BASIC CONCEPTS

— When novelists claim they do not invent it, but hear voices and find stories in their head, they are neither joking nor crazy.

— When characters, narrators, or muses have minds of their own and occasionally take over, they are alternate personalities.

— Alternate personalities and memory gaps, but no significant distress or dysfunction, is a normal version of multiple personality.

— normal Multiple Personality Trait (MPT) (core of Multiple Identity Literary Theory), not clinical Multiple Personality Disorder (MPD)

— The normal version of multiple personality is an asset in fiction writing when some alternate personalities are storytellers.

— Multiple personality originates when imaginative children with normal brains have unassuaged trauma as victim or witness.

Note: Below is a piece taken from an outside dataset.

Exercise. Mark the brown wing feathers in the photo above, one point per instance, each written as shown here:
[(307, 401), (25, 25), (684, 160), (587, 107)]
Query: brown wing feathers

— Psychiatrists, whose standard mental status exam fails to ask about memory gaps, think they never see multiple personality.

— They need the clue of memory gaps, because alternate personalities don’t acknowledge their presence until their cover is blown.

— In novels, most multiple personality, per se, is unnoticed, unintentional, and reflects the author’s view of ordinary psychology.

— Multiple personality means one person who has more than one identity and memory bank, not psychosis or possession.

— Euphemisms for alternate personalities include parts, pseudonyms, alter egos, doubles, double consciousness, voice or voices.

— Multiple personality trait: 90% of fiction writers; possibly 30% of public.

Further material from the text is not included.